Reproducing on Demand, Not by Luck
Seeing the traffic solves half the problem. The other half is reproducing the failure reliably so you can verify the fix. This is where reading isn't enough — you need to control the response.
That's why Moni Proxy also lets you mock and rewrite. Once you know a malformed response causes the blank screen, you can create a rule that returns exactly that malformed response on demand, every time, and watch the app fail predictably. Then you fix the parsing, flip the mock off, and confirm. No more waiting for the bug to randomly reappear. If you want the full walkthrough, we wrote a guide on how to mock API responses on mobile.
This turns the worst kind of bug — intermittent, data-dependent, "works on my machine" — into something you can recreate at will. And recreating it at will is the entire game. A bug you can reproduce on demand is a bug you can fix and verify in one sitting.
It's Not Just an iOS Problem
Everything above applies equally across platforms, because the network layer doesn't care what language your app is written in. The same approach works whether you're debugging native iOS, Android, Flutter, or React Native — they all send standard HTTPS, and capturing on-device shows the real wire traffic for all of them.
If you want the platform-specific steps, we have walkthroughs for capturing HTTPS traffic on iPhone, on Android, debugging Flutter API calls, and React Native network requests.

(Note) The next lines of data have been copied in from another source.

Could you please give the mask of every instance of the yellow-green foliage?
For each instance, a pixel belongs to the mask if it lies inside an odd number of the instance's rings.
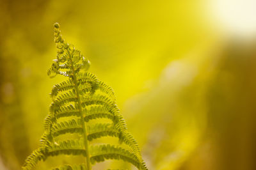
[[[136,141],[129,134],[116,105],[111,88],[88,71],[90,61],[81,52],[68,43],[60,35],[60,25],[54,24],[57,58],[48,75],[62,75],[67,80],[53,86],[49,114],[45,120],[45,131],[40,146],[27,158],[23,169],[31,169],[39,160],[60,154],[81,155],[84,163],[62,165],[54,169],[91,169],[95,162],[106,159],[123,160],[139,169],[147,169]],[[107,118],[111,123],[90,123]],[[76,137],[67,135],[77,134]],[[64,135],[60,139],[60,135]],[[102,137],[118,138],[130,150],[112,144],[93,144],[90,142]]]

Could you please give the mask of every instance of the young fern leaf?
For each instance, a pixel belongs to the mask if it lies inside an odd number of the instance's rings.
[[[88,72],[89,61],[62,38],[59,27],[58,23],[54,24],[57,58],[47,74],[50,77],[62,75],[67,80],[53,86],[52,103],[45,119],[40,147],[27,158],[22,169],[31,169],[38,161],[61,154],[81,155],[86,161],[52,169],[90,170],[92,165],[106,159],[122,160],[138,169],[147,169],[137,142],[127,132],[119,112],[113,90]],[[90,122],[100,118],[109,119],[111,123]],[[67,135],[68,134],[78,135],[73,139]],[[90,144],[94,139],[106,136],[118,138],[120,144],[124,143],[130,150],[108,143]]]

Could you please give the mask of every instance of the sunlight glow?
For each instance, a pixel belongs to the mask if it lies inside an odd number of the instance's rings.
[[[256,35],[256,1],[211,0],[209,8],[214,20],[229,34]]]

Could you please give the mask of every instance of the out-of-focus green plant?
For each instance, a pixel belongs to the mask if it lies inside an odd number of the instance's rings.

The Real Goal: Shorten the Loop
I didn't build Moni Proxy to replace desktop proxies — they're great tools and plenty of teams will keep using them. I built it because the most expensive bugs are the ones nobody can see, and the fastest way to see them is on the device where they happen, with zero setup standing in the way.
Mobile bugs take days to reproduce when you're debugging blind. The moment you can read the traffic and reproduce the failure on demand, "sometimes" stops being a mystery and starts being a one-line fix. That's the whole point.
Frequently Asked Questions
Why do mobile bugs take so long to reproduce?
Because the hard ones live in the network layer — a missing auth header, an unexpected response shape, or edge-case data — and HTTPS traffic is encrypted and normally invisible on the device. Without seeing the real request and response, teams debug blind with screenshots and guesswork, which stretches the loop to days.
How can I reproduce a mobile API bug faster?
Capture the device's HTTPS traffic to see the exact request and response, then mock or rewrite the response to recreate the failing state on demand. Doing this on-device with Moni Proxy removes the desktop proxy setup and turns a multi-day hunt into a few minutes.